設立趣旨(事業の目的・事業)
 全国には約3~40,000ケ所におよぶ中世から近世に築かれた城館遺跡が存在する。これらの遺跡は、近年街づくりの核として注目され、保存・整備が盛んにおこなわれるようになっている。しかし中・近世の城館遺跡は弥生時代の遺跡や古墳、古代寺院と比べ、その研究者は圧倒的に少なく、調査にも支障をきたしているのが現状である。さらに保存、復元に関しては中世の城館遺産に近世の城郭が復元されるなど、歴史的誤認すら見受けられる。
 こうした現状からも専門家による調査、復元が急務であることはまちがいない。ただ、城館遺跡を調査・研究し、さらには保存・復元していくことは一朝一夕で成しえるものではなく、極めて高度な知見・調査技術・整備、復元経験が必要であり、それを確実に遂行できる組織的な体制、団体が必要不可欠となっている。しかし、そうした組織は全国的にも皆無であることより、新たなる組織団体の立上げの必要性を痛感し、本法人の設立を決意した次第である。

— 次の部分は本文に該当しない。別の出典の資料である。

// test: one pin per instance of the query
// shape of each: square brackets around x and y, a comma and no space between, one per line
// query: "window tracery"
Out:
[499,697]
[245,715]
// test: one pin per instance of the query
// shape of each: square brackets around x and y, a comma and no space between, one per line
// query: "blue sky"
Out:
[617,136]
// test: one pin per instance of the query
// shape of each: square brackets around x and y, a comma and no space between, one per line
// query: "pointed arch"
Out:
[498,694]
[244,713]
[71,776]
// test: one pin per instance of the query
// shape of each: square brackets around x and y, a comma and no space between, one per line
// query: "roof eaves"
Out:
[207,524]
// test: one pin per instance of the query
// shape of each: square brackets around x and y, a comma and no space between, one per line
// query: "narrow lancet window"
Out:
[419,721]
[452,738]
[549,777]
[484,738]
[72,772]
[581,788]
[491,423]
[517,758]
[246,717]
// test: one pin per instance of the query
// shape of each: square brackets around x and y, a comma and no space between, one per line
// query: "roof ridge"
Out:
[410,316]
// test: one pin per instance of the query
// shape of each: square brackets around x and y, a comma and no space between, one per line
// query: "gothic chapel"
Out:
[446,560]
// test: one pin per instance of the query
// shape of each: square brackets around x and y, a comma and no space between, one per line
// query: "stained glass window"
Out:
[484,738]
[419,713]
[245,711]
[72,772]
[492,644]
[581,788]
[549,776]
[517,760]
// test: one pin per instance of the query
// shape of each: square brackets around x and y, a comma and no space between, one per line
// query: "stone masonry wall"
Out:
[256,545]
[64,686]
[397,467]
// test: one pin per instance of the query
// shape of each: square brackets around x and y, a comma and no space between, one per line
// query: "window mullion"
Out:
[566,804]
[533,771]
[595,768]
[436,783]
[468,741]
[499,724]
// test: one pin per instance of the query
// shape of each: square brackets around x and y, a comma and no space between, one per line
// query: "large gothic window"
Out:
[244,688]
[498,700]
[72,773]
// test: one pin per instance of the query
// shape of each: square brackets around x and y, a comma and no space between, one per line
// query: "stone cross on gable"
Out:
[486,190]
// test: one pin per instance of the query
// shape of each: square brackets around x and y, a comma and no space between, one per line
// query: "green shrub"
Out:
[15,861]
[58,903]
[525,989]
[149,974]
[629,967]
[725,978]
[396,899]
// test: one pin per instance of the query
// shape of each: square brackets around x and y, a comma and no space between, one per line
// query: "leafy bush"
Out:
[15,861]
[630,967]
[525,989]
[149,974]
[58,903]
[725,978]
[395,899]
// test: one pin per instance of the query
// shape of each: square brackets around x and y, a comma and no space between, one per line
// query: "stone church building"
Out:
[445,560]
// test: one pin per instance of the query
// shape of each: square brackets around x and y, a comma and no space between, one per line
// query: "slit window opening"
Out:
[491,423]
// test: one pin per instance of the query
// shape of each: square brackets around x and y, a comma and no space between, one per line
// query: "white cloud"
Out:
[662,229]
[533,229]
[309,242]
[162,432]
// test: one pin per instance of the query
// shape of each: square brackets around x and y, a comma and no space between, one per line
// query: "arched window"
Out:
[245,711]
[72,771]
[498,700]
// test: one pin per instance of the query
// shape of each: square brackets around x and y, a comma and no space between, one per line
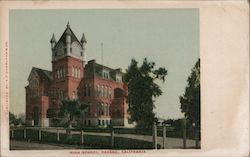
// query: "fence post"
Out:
[57,135]
[82,138]
[112,137]
[164,136]
[154,136]
[24,133]
[39,134]
[12,133]
[196,138]
[184,131]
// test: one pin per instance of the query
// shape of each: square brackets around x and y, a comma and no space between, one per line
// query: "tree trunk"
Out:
[68,130]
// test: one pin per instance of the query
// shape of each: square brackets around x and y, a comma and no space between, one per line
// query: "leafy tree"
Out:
[142,90]
[190,101]
[13,119]
[71,109]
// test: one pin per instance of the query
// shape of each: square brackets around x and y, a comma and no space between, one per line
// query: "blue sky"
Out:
[169,37]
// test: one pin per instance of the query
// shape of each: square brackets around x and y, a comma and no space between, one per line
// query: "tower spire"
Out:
[68,26]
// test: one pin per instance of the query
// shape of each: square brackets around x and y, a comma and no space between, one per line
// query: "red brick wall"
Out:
[44,101]
[69,83]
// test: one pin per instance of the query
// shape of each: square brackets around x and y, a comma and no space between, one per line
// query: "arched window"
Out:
[107,109]
[107,91]
[85,90]
[97,90]
[102,109]
[102,92]
[110,92]
[79,73]
[58,73]
[98,109]
[74,95]
[89,90]
[73,71]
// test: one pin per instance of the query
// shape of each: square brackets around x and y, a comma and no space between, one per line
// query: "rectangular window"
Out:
[102,92]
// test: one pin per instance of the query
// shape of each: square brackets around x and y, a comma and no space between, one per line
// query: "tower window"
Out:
[98,91]
[73,71]
[102,92]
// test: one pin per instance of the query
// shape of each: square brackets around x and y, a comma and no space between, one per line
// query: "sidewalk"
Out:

 すでに文化庁では「NPOによる文化財建造物活用モデル事業」を実施しており、全国各地で事業展開がおこなわれている。今後は建造物だけではなく、史跡等の活用にNPO法人等民間に門戸を開いていくことは確実であり、特に国民に最も親しまれる遺跡である城跡が活用されることはまちがいない。現在も城跡では国指定史跡に限らず、多くの城跡で整備事業が実施されており、街づくりの核として位置付けられ、イベントやまつりなど地域の紐帯として重要な位置を占めている。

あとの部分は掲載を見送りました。